Zulip Chat Archive
Stream: Machine Learning for Theorem Proving
Topic: LLMs for Mathematics
Anh Nguyễn (Feb 05 2025 at 07:11):
Could anyone please tell me about the recent LLMs for mathematics
Lars Ericson (Feb 05 2025 at 12:28):
https://blog.eleuther.ai/llemma/
https://research.google/blog/minerva-solving-quantitative-reasoning-problems-with-language-models/
https://toloka.ai/blog/u-math/
Notification Bot (Feb 06 2025 at 07:35):
A message was moved here from #Machine Learning for Theorem Proving > Simple but hard puzzler for LLMs by Jason Rute.
Notification Bot (Feb 06 2025 at 07:35):
A message was moved here from #Machine Learning for Theorem Proving > Simple but hard puzzler for LLMs by Jason Rute.
Jason Rute (Feb 06 2025 at 07:41):
@Anh Nguyễn This is much too vague a question.
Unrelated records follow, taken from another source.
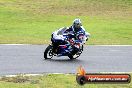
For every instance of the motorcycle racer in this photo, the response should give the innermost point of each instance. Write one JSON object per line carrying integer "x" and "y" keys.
{"x": 76, "y": 33}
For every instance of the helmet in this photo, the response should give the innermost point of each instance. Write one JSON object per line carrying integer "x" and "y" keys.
{"x": 77, "y": 24}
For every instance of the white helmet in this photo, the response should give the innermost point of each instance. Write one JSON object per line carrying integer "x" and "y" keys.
{"x": 77, "y": 23}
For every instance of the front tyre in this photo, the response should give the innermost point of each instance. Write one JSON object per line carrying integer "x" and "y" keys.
{"x": 48, "y": 54}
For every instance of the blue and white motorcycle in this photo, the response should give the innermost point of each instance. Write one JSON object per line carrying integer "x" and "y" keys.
{"x": 60, "y": 45}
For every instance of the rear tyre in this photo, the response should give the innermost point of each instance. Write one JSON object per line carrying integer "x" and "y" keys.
{"x": 48, "y": 54}
{"x": 71, "y": 56}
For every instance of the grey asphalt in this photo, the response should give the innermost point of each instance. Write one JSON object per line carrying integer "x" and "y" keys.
{"x": 16, "y": 59}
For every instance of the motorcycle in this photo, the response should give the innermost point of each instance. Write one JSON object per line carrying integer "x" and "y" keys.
{"x": 61, "y": 46}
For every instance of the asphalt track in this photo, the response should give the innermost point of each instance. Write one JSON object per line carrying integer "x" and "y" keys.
{"x": 16, "y": 59}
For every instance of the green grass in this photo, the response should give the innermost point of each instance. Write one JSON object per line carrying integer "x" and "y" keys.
{"x": 52, "y": 81}
{"x": 26, "y": 22}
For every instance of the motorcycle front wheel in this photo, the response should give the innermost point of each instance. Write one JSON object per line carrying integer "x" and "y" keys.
{"x": 48, "y": 54}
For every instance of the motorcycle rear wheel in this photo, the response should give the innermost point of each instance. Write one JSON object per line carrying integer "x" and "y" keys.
{"x": 48, "y": 54}
{"x": 74, "y": 56}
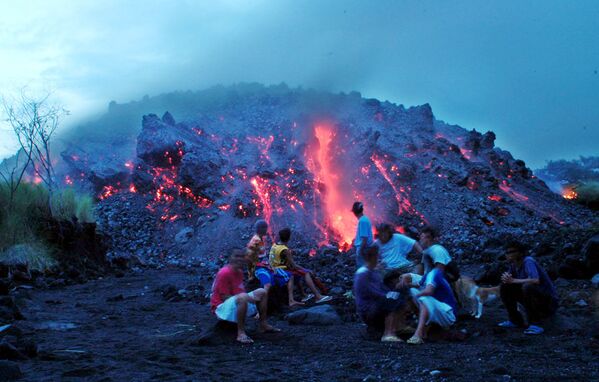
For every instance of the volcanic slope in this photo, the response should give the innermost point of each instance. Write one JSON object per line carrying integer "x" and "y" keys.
{"x": 298, "y": 158}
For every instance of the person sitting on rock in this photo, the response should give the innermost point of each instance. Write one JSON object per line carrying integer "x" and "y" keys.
{"x": 393, "y": 250}
{"x": 229, "y": 301}
{"x": 527, "y": 283}
{"x": 377, "y": 305}
{"x": 429, "y": 237}
{"x": 433, "y": 297}
{"x": 364, "y": 236}
{"x": 282, "y": 262}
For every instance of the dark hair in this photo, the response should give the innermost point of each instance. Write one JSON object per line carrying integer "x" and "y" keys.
{"x": 358, "y": 208}
{"x": 517, "y": 245}
{"x": 385, "y": 227}
{"x": 429, "y": 229}
{"x": 285, "y": 235}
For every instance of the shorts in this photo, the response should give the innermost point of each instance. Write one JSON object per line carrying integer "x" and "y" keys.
{"x": 376, "y": 317}
{"x": 439, "y": 312}
{"x": 278, "y": 277}
{"x": 227, "y": 311}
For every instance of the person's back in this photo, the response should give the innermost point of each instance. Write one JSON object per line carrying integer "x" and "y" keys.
{"x": 443, "y": 291}
{"x": 276, "y": 257}
{"x": 531, "y": 269}
{"x": 228, "y": 282}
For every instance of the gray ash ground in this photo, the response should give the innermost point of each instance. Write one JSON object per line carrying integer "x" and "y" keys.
{"x": 127, "y": 329}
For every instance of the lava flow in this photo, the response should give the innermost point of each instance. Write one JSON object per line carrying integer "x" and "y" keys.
{"x": 335, "y": 202}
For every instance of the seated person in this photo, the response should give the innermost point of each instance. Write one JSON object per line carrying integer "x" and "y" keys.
{"x": 393, "y": 250}
{"x": 526, "y": 282}
{"x": 434, "y": 298}
{"x": 229, "y": 302}
{"x": 281, "y": 262}
{"x": 377, "y": 305}
{"x": 429, "y": 237}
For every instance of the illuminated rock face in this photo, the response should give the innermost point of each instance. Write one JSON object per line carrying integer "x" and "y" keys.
{"x": 301, "y": 159}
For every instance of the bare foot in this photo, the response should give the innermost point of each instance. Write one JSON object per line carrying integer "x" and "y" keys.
{"x": 244, "y": 339}
{"x": 266, "y": 328}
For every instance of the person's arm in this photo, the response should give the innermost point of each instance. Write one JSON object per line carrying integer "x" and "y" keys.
{"x": 531, "y": 272}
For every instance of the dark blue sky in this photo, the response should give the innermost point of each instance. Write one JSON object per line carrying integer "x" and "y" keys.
{"x": 526, "y": 70}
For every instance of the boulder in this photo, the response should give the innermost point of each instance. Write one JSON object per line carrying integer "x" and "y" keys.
{"x": 316, "y": 315}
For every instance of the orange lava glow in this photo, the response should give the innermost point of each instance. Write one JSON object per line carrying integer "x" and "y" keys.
{"x": 336, "y": 204}
{"x": 569, "y": 193}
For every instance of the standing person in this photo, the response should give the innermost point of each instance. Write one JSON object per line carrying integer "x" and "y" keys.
{"x": 434, "y": 298}
{"x": 377, "y": 305}
{"x": 281, "y": 260}
{"x": 364, "y": 236}
{"x": 230, "y": 302}
{"x": 394, "y": 249}
{"x": 526, "y": 282}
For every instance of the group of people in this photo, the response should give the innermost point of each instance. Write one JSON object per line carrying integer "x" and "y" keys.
{"x": 388, "y": 286}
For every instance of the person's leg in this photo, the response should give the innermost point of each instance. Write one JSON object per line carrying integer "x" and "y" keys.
{"x": 292, "y": 301}
{"x": 241, "y": 300}
{"x": 261, "y": 301}
{"x": 538, "y": 305}
{"x": 511, "y": 294}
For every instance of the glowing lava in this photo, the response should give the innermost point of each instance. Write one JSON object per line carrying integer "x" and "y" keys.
{"x": 336, "y": 204}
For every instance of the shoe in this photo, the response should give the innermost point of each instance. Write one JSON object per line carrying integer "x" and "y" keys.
{"x": 533, "y": 329}
{"x": 507, "y": 324}
{"x": 414, "y": 340}
{"x": 391, "y": 338}
{"x": 324, "y": 299}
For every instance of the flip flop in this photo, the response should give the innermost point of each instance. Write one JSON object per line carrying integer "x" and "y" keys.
{"x": 324, "y": 299}
{"x": 507, "y": 324}
{"x": 534, "y": 330}
{"x": 391, "y": 338}
{"x": 414, "y": 340}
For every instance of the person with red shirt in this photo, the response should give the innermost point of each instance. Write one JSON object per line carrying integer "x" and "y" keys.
{"x": 230, "y": 302}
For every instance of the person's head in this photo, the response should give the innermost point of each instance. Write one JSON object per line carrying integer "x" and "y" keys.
{"x": 515, "y": 251}
{"x": 428, "y": 236}
{"x": 261, "y": 227}
{"x": 371, "y": 256}
{"x": 237, "y": 259}
{"x": 385, "y": 232}
{"x": 285, "y": 235}
{"x": 358, "y": 209}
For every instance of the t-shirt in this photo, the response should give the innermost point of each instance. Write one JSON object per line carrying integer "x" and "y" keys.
{"x": 275, "y": 259}
{"x": 394, "y": 252}
{"x": 530, "y": 269}
{"x": 364, "y": 230}
{"x": 443, "y": 290}
{"x": 438, "y": 254}
{"x": 369, "y": 290}
{"x": 228, "y": 282}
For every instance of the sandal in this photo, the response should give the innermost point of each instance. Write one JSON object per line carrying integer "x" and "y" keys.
{"x": 415, "y": 340}
{"x": 533, "y": 329}
{"x": 507, "y": 324}
{"x": 391, "y": 338}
For one there is a lot of stuff out there. For another, the field is rapidly evolving. If you mean LLMs for formal math like Lean, Coq, Isabelle, you may want to see this survey article. https://arxiv.org/abs/2412.16075
For informal math, there are recent models like o1, o3, QWQ, DeepSeek-R1, and Gemini Flash Thinking. Many are free to use (or at least some versions are free to use).